"Ask the Rabbi" by R. Mermelstein

QUESTION: Dear Rabbi Mermelstein:
It seems you're silent on all matters regarding Kahane and those who follow his teachings.
Am I missing something?
Bob Martin
15 July 2004
ANSWER: Dear Mr. Martin,
You've only missed a 2,000-word essay I once wrote about Rabbi
Kahane. That file is gone and may never be recovered. In a nutshell, I
read Rabbi Kahane's book, "Never Again", while still a soldier in the
US Army. That would have been about 1973-1974. That book held me
fixated.
In 1976, while a young rabbinical student in Jerusalem,
Israel, I was told that Rabbi Kahane lived only two apartment buildings
away from where I was studying in the Mattersdorf section of the city.
Without an appointment I knocked on his door early one evening during
the weeklong Jewish festival of Succos. He graciously invited me in,
and I bombarded him with questions about his philosophy. We spent
nearly two hours discussing Jewish survival at the dining table in his
small apartment. I emerged enlightened and energized.
Not too long
afterward Rabbi Kahane entered Israeli politics. The rest is a matter
of record. He became an outcast member of the Israeli parliament and
the Israeli government banned the party he founded, Kach. It was a sad
day for me when an Arab assassinated him in a Manhattan, New York,
hotel where he was speaking to a large gathering.
Rabbi Kahane's
successor, Irv Rubin, and I traded journalistic barbs for a couple of
years. His bragging about the number of times he had been arrested
didn't sit well with me. The student is never the equal of the teacher.
In time Irv and I became close friends. We both live in Southern
California. We even graduated from the same high school. We broke bread
together in local kosher restaurants.

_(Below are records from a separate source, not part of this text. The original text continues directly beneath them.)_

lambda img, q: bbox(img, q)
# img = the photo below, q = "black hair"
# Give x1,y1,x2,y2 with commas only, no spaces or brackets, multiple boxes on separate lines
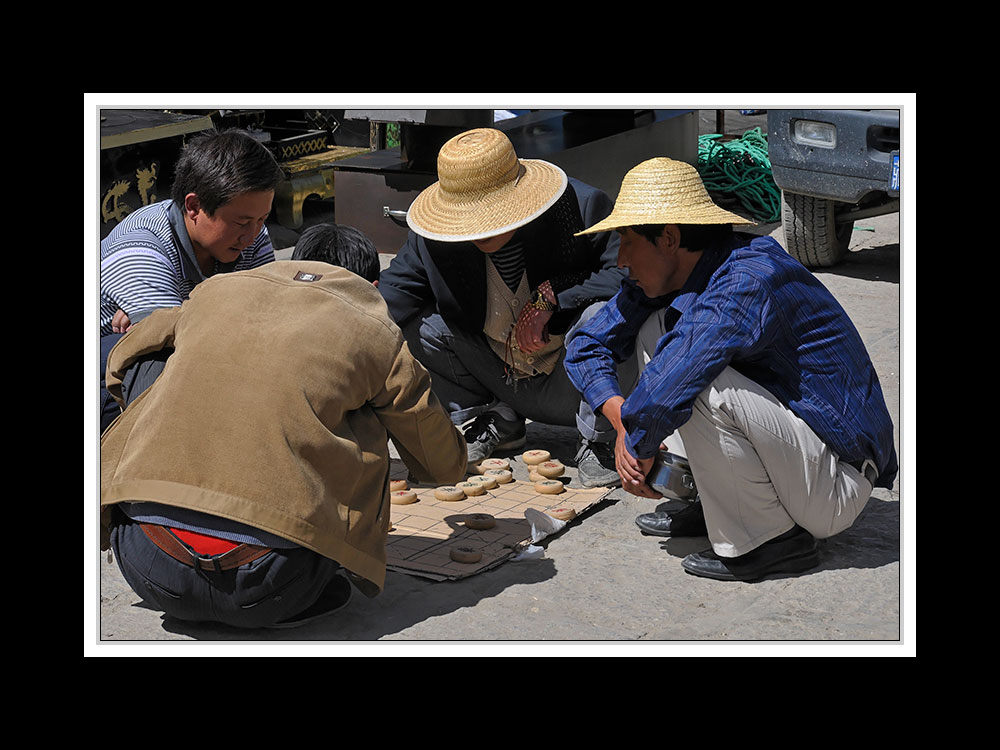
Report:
171,129,285,216
292,224,380,281
630,224,733,253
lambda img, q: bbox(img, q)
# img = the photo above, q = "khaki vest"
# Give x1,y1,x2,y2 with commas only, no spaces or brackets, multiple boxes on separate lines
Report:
483,259,563,378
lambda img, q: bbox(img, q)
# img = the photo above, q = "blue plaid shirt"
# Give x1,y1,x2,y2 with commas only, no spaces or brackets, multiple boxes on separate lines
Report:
566,237,899,487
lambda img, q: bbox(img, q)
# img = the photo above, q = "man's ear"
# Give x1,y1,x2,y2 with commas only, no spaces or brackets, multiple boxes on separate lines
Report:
184,193,201,219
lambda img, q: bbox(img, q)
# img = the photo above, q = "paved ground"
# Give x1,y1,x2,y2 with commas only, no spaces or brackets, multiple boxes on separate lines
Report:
85,108,915,655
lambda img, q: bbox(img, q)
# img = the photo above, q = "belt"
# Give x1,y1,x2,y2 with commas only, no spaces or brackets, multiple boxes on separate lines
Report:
848,458,878,487
139,523,271,573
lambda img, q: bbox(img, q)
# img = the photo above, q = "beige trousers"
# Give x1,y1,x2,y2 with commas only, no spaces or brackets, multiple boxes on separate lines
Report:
636,313,872,557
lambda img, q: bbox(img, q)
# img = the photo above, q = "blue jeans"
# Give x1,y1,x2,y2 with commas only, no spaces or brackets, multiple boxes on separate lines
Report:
402,303,615,442
111,509,340,628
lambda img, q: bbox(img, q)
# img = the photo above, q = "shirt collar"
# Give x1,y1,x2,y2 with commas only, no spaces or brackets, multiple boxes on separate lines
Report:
167,201,205,284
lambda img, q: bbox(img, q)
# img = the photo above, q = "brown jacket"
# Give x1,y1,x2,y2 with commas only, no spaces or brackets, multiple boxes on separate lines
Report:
101,261,466,595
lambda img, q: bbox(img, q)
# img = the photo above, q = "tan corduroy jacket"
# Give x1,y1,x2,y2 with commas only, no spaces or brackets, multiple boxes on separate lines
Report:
101,261,466,595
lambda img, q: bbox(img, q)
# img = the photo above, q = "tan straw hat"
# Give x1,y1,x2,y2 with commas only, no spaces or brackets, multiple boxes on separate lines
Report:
577,156,755,235
406,128,566,242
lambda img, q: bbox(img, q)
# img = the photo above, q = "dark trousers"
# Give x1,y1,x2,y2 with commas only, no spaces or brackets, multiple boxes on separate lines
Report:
111,509,340,628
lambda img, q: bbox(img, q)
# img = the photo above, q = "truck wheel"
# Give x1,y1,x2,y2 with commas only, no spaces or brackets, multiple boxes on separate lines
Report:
781,191,854,268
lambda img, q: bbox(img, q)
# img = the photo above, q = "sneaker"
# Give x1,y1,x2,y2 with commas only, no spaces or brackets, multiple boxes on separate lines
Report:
465,411,527,464
268,573,353,629
576,438,622,487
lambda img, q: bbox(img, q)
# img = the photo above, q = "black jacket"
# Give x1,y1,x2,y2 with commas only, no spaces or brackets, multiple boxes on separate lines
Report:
378,178,624,334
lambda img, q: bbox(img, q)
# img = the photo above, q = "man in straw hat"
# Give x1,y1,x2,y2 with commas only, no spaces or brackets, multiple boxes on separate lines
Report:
379,128,623,486
566,158,898,580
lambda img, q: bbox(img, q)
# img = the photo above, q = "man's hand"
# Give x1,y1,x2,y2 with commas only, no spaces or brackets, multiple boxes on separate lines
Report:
601,396,663,500
514,305,552,354
111,310,132,333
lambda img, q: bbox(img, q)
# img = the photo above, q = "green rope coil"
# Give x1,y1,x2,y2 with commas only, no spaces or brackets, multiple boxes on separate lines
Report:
698,128,781,223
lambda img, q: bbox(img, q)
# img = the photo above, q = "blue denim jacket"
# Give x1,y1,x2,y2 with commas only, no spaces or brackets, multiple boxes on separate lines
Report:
566,237,899,487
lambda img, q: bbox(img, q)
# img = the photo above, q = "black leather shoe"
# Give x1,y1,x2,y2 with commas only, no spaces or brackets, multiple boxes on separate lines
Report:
635,502,708,536
681,526,819,581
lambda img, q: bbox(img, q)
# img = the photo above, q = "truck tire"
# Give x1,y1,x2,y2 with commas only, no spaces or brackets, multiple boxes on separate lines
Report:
781,191,854,268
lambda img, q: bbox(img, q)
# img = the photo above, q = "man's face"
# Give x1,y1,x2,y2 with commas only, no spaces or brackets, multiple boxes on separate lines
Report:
618,227,680,298
185,190,274,263
472,229,517,255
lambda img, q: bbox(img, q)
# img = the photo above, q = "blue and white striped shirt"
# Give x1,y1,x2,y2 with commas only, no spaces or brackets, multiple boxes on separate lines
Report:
101,200,274,336
565,237,898,487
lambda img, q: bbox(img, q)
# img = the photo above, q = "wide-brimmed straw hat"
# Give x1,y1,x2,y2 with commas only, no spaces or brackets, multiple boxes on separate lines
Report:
577,156,756,235
406,128,567,242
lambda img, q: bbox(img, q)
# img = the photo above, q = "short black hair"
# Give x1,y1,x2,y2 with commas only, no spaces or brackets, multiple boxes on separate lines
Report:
171,129,285,216
292,224,380,281
629,224,733,253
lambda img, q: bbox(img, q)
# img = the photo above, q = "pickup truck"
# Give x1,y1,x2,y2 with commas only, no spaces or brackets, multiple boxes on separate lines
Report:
767,109,899,268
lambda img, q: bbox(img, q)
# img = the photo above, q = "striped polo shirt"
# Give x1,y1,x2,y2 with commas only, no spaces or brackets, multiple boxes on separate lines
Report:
101,200,274,336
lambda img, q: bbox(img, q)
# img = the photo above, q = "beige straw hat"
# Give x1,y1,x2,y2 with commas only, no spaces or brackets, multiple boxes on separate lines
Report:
577,156,756,235
406,128,567,242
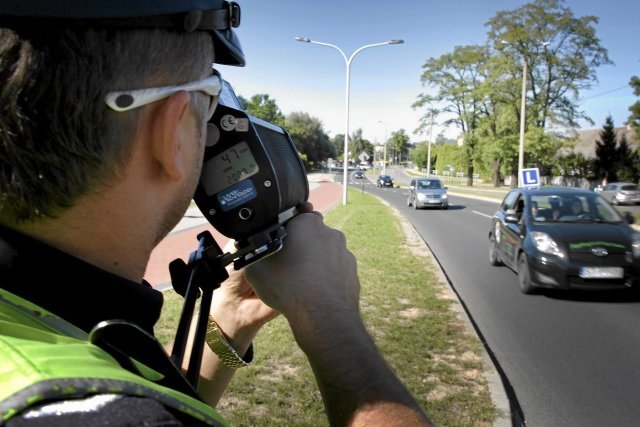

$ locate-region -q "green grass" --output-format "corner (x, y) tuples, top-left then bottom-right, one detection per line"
(156, 190), (495, 426)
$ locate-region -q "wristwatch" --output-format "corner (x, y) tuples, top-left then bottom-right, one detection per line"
(205, 317), (253, 369)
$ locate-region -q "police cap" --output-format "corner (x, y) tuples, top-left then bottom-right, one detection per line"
(0, 0), (245, 66)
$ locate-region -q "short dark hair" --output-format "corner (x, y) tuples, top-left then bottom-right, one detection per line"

We even worked together several
years ago on a Holocaust Remembrance Day event that was to memorialize
those who fought the Nazis rather than to mourn the dead, as is the
annual custom. The circumstances of his arrest and death in prison came
as a shock to me.
I've never been silent on the topic of Rabbi Kahane.
He was a religious man, unlike his successor, with insights into
matters of Jewish survival that knew no peers.